By Jeffrey Solomon and Alon Friedman
Jewish peoplehood relies on connectivity. Yet two of our strongest tools, education and experiential learning, are struggling and imperiled by the current pandemic. If travel continues to be limited for an extended period, can virtual mifgashim (encounters) fill the vacuum?
We believe young people from the Diaspora and Israel can be paired within a framework that strengthens their Jewish literacy while at the same time nourishes their personal and professional interests.
This is why Enter, a new Jewish peoplehood start-up, is pioneering a reimagined mifgash designed for Israeli and Diaspora teens. This new program, dubbed One2One, is an individualized, virtual encounter that does not rely on travel. We are recruiting from existing networks and aim to fill a gaping hole in Israel-Diaspora programing: peer-to-peer teen engagement.
We feel a special sense of urgency to leverage the pandemic in ways that strengthen solidarity and increase awareness across the Jewish world. The program is being piloted during the 2020-21 academic year, as part of a joint effort with Israel’s Education and Diaspora Affairs ministries – and hundreds of Israeli high school students are already queued to participate.
Surveys show that Jews worldwide believe they share a common future, despite knowing relatively little about the lived realities of other Jewish societies. By strengthening education and deepening awareness, we believe World Jewry will be better positioned to embrace what unites us, yet also more prepared to grapple with issues that divide us.
One2One, and our new venture Enter, are supported and inspired by legendary philanthropist Charles Bronfman, whose pioneering vision for Birthright/Taglit has made an outsized impact on the Jewish future.
Enter’s mission is to ensure the Jewish people remain a dynamic, diverse, global community that is united, secure and inclusive. At Enter, we are building a platform to support innovative programs in the fields of education, public awareness and measurement.
We are building off the accomplishments of those already hard at work shaping the field of Jewish peoplehood. And we are fortunate to be supported by the Diane and Guilford Glazer Foundation (California), the Koret Foundation (California), the Nadav Fund (Israel), other funders from around the Jewish world.
Back to One2One.
We know that immersive and relationship-based exchange programs have proved effective. But these must be adapted. Even before the pandemic, there was increasing realization that these programs are too heavily weighted in favor of Diaspora participation, a key finding of a groundbreaking study from the Sapir Center.
Greater mutuality is key.
We want to allow young people from different societies the opportunity to discover their own sense of shared fate.
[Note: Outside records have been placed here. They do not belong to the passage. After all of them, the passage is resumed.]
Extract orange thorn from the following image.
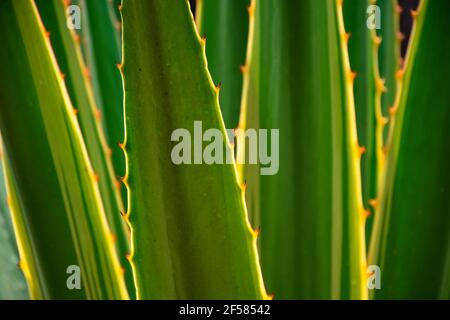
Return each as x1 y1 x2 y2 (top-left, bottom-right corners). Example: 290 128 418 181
95 108 102 121
373 36 383 46
358 146 366 157
395 31 405 41
376 78 387 92
83 67 91 79
344 32 352 43
389 106 398 117
369 199 378 210
395 68 405 80
247 1 255 17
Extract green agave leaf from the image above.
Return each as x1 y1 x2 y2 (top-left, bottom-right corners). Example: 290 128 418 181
238 0 367 299
0 0 127 299
376 0 401 124
344 0 400 245
369 0 450 299
196 0 250 128
36 0 134 290
122 0 267 299
79 0 126 186
0 156 28 300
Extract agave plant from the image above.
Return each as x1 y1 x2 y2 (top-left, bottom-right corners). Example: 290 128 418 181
0 0 450 299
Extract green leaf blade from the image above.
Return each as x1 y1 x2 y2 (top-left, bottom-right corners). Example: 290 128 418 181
122 0 266 299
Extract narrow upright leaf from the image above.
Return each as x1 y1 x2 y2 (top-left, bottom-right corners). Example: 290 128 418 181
196 0 250 129
238 0 367 299
0 0 127 299
122 0 266 299
369 0 450 299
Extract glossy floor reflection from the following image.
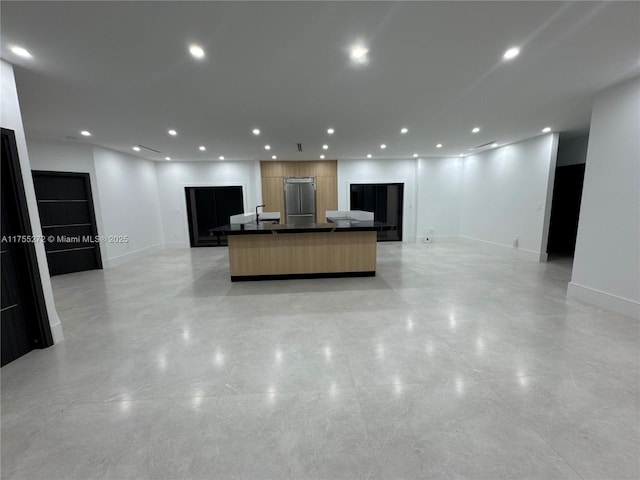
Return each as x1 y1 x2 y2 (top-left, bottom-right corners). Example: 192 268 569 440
2 243 640 480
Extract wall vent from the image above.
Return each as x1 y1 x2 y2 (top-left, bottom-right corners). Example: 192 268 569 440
469 140 496 150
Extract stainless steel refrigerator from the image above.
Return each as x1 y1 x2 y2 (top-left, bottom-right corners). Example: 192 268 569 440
284 177 316 225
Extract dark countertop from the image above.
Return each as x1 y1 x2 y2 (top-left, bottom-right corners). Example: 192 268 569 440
209 220 396 235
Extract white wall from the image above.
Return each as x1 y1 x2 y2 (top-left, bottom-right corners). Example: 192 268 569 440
93 147 164 266
417 158 463 240
156 161 262 247
568 78 640 318
0 60 63 343
460 134 558 260
338 159 417 242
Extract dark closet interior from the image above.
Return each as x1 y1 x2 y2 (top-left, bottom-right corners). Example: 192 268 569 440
350 183 404 242
547 163 585 256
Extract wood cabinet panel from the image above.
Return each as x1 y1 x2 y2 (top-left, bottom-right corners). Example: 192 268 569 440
262 177 285 219
260 160 338 223
260 161 284 178
316 177 338 223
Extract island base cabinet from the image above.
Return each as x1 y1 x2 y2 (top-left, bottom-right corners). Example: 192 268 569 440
228 231 377 281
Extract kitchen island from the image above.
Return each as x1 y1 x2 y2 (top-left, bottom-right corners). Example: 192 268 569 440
216 220 395 282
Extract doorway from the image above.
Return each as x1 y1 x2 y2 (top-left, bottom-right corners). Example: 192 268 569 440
184 186 244 247
0 128 53 366
349 183 404 242
32 170 102 276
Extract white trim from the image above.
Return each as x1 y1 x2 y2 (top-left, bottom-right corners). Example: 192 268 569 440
459 235 546 261
102 243 165 268
567 282 640 320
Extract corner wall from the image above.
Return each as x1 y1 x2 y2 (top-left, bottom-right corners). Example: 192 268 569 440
0 60 64 343
567 77 640 318
460 134 558 261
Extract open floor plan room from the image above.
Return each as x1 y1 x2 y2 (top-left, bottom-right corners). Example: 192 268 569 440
2 246 640 480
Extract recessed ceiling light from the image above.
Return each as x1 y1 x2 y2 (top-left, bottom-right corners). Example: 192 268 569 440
349 44 369 65
189 44 204 60
9 45 33 58
502 47 520 60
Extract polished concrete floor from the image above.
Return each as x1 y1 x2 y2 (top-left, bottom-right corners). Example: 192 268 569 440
1 243 640 480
Many youth-focused encounter programs target college age and young adults in the Diaspora. Teens are often not in the picture, even though recent research reveals they are receptive to more connectivity with Israel, with many already anticipating future travel.
One2One is also designed to tap into the high priority Israeli educators place on English language fluency, viewed as a critical professional skill and a key measure of Israel’s ability to compete in the global marketplace.
Through task-based, collaborative work, One2One will take the traditional Israel-Diaspora mifgash to a new level.
Our aim is for this program to strike an emotional chord by nurturing meaningful personal connections and creating lasting bonds. We are also designing the program to meet educational goals of strengthening literacy, both in terms of Jewish peoplehood and language skills.
The incentive structure for Israeli teens draws on built-in elements already approved by educational authorities, including graduation and matriculation (bagrut) requirements. For Diaspora teens, we are developing less formal, micro-targeted, and tailor-made incentives tied to recruitment networks.
Initially, we are recruiting in North America and the UK via community institutions and youth movements. Diverse and representative participation is a high priority and is being embedded into the recruitment process.
We believe this innovative project is well-suited to current conditions and can compensate for the contraction in Israel-Diaspora encounters. At the same time, it is structured for the long-term and will be positioned to develop and grow post-COVID.
We invite new partners to join us. Together, we can realize this vision of a more united, more connected Jewish people.
Jeffrey Solomon, the former president of the Andrea and Charles Bronfman Philanthropies, currently serves as a Senior Advisor to Chasbro, the family office of Charles Bronfman.
Alon Friedman is the Founding CEO of Enter: the Jewish Peoplehood Alliance.